Re: dng image file corrupting
Re: dng image file corrupting
- Subject: Re: dng image file corrupting
- From: Chris Murphy <email@hidden>
- Date: Sun, 28 Apr 2013 09:39:16 -0600
On Apr 6, 2013, at 3:45 PM, Millers' Photography L.L.C. <email@hidden> wrote:
> I am finding dng image files are corrupting.
How do you know they're corrupt?
DNG checksums are supported only since the implementation of the April 2008, DNG v1.2 spec. Without the checksum it's possible they're corrupted, yet open without error. And with the checksum, it's possible you're notified of corruption, but the corruption is minor (may affect a pixel in a non-visible manner, or may only affect metadata).
> Canon's cry seem okay. crw image files seem to last.
>
> psd files seem to last. Some tiff files are corrupting.
How do you know the TIFFs are corrupt?
Some file formats are more sensitive to corruption than others. On the one hand a TIFF is more prone to corruption because the file sizes are larger, so there's a bigger footprint for corruption to occur. However, if random corruption occurs with uncompressed TIFF and a JPEG, the TIFF will be less affected than the JPEG because corruption of compressed data has a larger negative effect. So you may just be running into some bad luck with certain file formats, I don't off hand see a pattern.
> These are files on a mirrored RAID with three 1 GB HD's. and also on an external HD. As well as some on the computer's internal HD.
This is a three way mirror using Apple software RAID?
In any case, the mirror instantly replicates corrupt data in memory to all disks in the mirror. The disk sees the corrupt data as valid as any other data. And it's replicated into your backups. And there's no work around for this except to do important work only on computers with ECC memory, which for some people is a show stopper (including myself). So you just have to accept that some corruption is a possibility.
Further it's unclear how Apple software RAID deals with the very long error recovery times in most consumer hard drives, when it comes to repairing bad sectors (drive ECC detected but uncorrectable errors). I've asked a couple times on the filesystem forum but haven't received a response from anyone. So the RAID may be accumulating bad sectors on one or more disk, if they aren't being repaired by the RAID layer.
> Both are MacBook Pro 8,3, Mt Lion, 17inch non-glare display. Both have external monitors.
This model can't use ECC memory, so as Graeme mentioned, this can be a source of the initial corruption. Apple's MacPros are the only computers they sell that use ECC memory.
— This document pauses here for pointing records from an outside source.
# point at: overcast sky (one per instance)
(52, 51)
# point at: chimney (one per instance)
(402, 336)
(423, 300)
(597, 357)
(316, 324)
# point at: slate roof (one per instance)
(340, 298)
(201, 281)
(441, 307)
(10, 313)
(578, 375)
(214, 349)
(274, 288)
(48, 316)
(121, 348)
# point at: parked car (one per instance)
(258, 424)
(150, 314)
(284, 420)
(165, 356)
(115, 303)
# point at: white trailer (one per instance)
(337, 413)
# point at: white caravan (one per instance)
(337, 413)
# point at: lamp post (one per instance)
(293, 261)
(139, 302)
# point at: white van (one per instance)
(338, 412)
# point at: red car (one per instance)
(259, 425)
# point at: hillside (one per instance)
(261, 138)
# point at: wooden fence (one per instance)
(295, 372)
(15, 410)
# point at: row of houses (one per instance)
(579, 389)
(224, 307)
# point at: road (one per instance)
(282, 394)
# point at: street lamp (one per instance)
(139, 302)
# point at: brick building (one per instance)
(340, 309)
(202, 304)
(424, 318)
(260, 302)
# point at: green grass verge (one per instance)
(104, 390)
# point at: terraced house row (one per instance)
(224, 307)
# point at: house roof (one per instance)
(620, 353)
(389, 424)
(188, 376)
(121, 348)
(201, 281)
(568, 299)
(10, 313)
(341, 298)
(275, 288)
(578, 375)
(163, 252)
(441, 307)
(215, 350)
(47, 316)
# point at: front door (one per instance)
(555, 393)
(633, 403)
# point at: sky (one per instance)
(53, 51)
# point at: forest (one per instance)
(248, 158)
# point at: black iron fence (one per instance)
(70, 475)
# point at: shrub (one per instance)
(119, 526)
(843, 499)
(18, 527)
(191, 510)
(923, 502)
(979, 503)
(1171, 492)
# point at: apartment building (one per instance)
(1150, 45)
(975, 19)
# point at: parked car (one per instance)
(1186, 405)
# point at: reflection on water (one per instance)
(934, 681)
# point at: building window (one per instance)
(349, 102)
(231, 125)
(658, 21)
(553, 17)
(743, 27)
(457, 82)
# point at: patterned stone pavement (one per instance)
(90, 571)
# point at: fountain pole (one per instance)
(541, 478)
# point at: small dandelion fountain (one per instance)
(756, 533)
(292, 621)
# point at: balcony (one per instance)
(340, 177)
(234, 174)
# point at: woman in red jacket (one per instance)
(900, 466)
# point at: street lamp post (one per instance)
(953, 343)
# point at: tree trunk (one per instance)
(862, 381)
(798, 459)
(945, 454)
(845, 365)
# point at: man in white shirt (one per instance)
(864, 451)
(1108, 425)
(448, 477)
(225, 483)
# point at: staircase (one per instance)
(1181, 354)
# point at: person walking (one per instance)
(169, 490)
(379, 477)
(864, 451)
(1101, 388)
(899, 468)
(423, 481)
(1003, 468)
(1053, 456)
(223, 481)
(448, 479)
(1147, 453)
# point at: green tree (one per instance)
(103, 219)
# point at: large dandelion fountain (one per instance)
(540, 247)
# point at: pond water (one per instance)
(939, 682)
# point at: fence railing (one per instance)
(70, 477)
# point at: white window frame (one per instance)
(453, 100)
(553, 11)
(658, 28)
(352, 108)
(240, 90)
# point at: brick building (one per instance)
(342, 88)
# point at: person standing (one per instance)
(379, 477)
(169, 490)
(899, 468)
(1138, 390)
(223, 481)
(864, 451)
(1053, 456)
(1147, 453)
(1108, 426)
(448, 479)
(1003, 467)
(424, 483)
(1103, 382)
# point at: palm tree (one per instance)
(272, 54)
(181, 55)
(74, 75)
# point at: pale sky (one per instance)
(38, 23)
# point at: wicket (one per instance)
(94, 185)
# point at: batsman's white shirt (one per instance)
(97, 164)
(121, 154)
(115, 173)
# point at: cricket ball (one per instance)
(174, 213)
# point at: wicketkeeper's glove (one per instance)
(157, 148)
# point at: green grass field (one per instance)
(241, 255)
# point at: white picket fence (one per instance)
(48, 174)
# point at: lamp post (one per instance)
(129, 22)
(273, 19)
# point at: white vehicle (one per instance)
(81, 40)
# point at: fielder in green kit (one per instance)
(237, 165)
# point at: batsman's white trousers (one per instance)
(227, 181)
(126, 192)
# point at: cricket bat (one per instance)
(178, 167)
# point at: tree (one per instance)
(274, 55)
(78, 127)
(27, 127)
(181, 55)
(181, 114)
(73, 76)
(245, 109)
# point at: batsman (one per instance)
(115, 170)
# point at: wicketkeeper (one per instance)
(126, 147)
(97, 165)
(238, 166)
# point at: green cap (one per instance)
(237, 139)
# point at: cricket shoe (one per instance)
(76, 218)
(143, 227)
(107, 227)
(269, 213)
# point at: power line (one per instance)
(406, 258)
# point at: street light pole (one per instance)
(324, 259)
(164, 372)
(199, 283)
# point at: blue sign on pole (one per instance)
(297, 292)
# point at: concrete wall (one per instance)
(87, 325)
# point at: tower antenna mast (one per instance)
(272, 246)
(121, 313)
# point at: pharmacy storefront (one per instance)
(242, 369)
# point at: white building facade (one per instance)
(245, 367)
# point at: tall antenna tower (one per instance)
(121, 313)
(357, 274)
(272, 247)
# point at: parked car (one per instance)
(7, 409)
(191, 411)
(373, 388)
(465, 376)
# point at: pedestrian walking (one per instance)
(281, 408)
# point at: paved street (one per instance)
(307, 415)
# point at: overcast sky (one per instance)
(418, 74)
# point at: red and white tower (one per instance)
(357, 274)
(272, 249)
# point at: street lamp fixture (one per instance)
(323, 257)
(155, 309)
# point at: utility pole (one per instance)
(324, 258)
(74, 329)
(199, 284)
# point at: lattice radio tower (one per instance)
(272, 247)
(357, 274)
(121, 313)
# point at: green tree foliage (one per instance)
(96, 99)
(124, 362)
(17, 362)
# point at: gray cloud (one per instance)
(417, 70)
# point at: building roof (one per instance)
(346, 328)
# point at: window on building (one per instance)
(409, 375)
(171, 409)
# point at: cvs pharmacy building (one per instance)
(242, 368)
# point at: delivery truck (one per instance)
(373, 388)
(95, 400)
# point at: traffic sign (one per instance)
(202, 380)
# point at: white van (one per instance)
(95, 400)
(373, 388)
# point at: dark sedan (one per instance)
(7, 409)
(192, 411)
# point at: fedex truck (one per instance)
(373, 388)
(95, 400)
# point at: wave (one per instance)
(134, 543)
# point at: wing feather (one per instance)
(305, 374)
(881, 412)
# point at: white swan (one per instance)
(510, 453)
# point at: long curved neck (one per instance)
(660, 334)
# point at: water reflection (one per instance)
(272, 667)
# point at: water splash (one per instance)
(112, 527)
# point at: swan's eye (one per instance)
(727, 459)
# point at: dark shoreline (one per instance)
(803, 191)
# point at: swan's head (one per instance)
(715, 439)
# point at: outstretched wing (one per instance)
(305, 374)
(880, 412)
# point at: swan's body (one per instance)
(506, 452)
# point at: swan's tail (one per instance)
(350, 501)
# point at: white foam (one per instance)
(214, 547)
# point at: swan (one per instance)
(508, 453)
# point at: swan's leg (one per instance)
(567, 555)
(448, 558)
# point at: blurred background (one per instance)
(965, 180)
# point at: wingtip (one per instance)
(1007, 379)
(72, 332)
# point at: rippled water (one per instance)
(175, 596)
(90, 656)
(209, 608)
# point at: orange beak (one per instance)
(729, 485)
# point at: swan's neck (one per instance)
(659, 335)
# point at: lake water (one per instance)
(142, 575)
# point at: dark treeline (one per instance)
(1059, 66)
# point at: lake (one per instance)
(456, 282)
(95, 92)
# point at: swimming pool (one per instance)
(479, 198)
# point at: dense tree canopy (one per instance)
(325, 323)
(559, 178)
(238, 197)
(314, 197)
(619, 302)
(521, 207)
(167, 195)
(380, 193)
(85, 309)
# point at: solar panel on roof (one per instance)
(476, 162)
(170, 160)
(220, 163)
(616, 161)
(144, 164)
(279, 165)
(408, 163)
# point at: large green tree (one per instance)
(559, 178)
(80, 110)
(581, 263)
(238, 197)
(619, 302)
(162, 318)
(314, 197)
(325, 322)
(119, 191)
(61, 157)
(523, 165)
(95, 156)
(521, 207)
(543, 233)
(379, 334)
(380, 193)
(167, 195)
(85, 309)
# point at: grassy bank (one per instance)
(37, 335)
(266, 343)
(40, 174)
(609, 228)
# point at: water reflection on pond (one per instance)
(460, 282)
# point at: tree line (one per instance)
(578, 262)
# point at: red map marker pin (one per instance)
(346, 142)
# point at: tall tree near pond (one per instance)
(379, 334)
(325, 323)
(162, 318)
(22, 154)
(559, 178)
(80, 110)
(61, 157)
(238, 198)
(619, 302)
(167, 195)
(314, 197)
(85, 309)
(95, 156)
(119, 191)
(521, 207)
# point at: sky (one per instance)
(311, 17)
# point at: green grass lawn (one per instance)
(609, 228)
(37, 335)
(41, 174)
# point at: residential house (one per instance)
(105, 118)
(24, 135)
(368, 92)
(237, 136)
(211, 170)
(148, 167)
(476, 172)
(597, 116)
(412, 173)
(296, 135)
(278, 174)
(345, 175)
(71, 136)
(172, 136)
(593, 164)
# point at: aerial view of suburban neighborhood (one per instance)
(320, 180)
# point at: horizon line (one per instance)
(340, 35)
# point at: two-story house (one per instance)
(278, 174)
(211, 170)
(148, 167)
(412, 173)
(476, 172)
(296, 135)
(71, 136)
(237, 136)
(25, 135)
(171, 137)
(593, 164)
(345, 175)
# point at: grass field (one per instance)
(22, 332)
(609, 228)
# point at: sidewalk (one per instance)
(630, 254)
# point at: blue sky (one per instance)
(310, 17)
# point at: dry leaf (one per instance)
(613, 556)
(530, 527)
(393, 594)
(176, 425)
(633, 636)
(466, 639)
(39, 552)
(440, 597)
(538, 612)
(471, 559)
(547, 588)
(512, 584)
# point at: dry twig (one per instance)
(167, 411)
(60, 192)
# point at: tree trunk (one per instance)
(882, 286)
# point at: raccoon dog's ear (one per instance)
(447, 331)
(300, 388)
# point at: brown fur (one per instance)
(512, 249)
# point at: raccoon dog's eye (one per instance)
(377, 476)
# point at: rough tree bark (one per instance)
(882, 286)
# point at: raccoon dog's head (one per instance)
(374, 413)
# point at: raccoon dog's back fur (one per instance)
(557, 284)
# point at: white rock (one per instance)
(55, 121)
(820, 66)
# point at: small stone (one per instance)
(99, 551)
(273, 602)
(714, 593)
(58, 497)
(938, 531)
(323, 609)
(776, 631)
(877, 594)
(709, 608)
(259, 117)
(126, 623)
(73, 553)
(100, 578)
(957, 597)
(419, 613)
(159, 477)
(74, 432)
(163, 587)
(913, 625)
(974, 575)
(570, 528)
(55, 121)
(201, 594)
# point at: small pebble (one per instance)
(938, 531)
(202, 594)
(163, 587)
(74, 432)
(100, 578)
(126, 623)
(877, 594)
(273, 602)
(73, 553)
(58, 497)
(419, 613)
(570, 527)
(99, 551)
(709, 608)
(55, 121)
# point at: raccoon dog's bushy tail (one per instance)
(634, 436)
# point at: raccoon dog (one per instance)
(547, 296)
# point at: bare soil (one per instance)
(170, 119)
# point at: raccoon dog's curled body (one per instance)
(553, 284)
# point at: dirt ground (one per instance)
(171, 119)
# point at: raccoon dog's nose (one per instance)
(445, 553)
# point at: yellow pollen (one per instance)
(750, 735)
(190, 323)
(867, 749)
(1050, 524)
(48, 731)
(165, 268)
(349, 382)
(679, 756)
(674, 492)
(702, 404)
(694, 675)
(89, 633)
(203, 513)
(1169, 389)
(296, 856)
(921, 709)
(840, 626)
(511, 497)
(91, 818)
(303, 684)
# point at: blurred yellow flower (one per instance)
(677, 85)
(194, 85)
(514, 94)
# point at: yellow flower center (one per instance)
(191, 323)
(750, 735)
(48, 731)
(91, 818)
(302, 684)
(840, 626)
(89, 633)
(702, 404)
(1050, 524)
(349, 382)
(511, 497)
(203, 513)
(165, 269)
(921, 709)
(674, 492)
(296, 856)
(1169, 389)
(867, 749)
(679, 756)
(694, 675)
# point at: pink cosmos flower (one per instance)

But there are many other sources for such corruption between the data on the disk and the data in memory (AHCI, the disk controller, the cable, the drive itself which contains a number of components each one of which can induce corruption silently). Consumer drives experience uncorrectable errors statistically at one order magnitude higher than nearline drives, and two orders magnitude more than enterprise drives, and three to four orders magnitude more errors than tape. It's such a problem that RAID 5 with high density consumer drives is a really bad idea, there's a rather significant chance of losing all data on the array with merely a one disk failure. (Most manufacturers proscribe the use of consumer drives with RAID 5 BTW).
And there are user behaviors that induces replication of corruption. e.g. rotation of all back up media, without an archive. And the even worse, but quite common, case of making backups from backups.
The dirty secret of digital photography absolutely is the storage stack.